Tingkat efisiensi dan efektivitas operasional suatu bank juga penting untuk
menilai tingkat kesehatan bank. Dimana melalui tingkat efisiensi dapat dilihat
bagaimana kemampuan kinerja perbankan dalam mengontrol biaya yang
dikeluarkannya guna memperoleh pendapatan yang lebih maksimal. Pada
penelitian ini untuk mengukur tingkat efisiensi dan efektivitas operasional bank
digunakan rasio keuangan Operation Cost Ratio.

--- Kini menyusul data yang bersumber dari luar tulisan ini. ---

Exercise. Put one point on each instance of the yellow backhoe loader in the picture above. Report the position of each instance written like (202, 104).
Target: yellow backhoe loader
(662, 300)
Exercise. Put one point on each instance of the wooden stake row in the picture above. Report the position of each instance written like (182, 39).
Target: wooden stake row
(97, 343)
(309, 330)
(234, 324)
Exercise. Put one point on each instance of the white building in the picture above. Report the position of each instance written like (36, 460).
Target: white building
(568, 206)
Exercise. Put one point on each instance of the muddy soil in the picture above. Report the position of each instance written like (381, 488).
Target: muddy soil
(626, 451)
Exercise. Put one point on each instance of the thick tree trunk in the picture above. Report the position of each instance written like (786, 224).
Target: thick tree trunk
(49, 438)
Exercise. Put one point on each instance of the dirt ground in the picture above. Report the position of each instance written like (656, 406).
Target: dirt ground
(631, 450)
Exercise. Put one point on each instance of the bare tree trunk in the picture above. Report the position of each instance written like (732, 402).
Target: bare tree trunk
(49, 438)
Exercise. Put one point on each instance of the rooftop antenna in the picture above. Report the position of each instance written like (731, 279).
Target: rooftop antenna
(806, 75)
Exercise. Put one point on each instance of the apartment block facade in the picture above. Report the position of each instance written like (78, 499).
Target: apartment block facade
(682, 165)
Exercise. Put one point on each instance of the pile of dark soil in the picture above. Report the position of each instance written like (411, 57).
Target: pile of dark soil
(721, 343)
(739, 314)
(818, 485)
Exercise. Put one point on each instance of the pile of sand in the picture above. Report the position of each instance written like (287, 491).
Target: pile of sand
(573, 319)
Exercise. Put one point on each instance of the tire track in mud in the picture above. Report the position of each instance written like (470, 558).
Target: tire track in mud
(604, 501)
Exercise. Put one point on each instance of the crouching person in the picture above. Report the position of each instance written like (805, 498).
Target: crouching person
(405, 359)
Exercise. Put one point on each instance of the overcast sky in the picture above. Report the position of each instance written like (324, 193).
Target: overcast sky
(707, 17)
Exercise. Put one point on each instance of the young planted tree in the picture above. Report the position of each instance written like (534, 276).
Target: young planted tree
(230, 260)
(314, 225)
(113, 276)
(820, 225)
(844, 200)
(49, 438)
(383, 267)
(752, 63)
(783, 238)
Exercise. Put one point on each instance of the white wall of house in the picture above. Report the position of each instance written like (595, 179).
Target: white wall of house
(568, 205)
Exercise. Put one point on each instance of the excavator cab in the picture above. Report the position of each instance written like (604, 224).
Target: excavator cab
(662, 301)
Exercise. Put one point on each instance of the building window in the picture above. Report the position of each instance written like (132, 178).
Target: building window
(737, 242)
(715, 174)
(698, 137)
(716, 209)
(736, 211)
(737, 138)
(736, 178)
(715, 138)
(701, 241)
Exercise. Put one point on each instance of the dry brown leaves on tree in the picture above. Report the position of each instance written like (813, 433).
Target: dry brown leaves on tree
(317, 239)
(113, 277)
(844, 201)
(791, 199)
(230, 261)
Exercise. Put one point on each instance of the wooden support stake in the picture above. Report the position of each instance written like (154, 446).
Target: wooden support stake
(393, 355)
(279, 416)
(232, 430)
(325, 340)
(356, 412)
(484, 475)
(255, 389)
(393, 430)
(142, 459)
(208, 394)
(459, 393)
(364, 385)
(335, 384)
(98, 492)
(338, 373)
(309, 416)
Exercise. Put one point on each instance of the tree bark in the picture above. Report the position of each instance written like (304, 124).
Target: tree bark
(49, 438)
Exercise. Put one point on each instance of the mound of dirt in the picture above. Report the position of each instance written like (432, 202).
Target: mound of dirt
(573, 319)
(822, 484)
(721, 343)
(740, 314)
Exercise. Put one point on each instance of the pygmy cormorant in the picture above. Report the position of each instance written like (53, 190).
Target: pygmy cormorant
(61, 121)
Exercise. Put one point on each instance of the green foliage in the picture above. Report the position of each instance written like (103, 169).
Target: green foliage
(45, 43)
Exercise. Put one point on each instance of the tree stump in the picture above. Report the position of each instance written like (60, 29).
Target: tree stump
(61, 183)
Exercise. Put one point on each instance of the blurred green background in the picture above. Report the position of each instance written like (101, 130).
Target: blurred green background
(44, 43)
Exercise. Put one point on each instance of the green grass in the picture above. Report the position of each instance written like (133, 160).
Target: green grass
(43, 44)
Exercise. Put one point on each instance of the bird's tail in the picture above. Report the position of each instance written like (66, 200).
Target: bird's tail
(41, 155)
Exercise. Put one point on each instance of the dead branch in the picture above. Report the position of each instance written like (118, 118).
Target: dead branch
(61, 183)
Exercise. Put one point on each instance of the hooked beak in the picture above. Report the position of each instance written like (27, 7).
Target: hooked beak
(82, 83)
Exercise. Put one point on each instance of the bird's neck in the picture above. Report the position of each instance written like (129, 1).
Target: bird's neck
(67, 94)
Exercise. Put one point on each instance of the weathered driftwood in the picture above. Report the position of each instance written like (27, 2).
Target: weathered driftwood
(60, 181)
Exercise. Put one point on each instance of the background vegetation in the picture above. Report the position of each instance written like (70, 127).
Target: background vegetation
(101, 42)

Operation Cost Ratio (OCR)
adalah perbandingan antara biaya operasional dengan pendapatan operasional.
Artinya, semakin rendah OCR berarti semakin efisien kinerja bank tersebut dalam
mengendalikan biaya operasionalnya, dengan adanya efisiensi biaya maka
keuntungan yang diperoleh bank akan semakin besar.
Dengan menggunakan rasio–rasio tersebut di dalam melakukan penilaian
kesehatan perbankan maka akan dapat diketahui prestasi dan kelemahan yang
dimiliki masing-masing perusahaan perbankan, sehingga akan menjadi suatu
informasi yang sangat berharga bagi pihak–pihak yang berkepentingan.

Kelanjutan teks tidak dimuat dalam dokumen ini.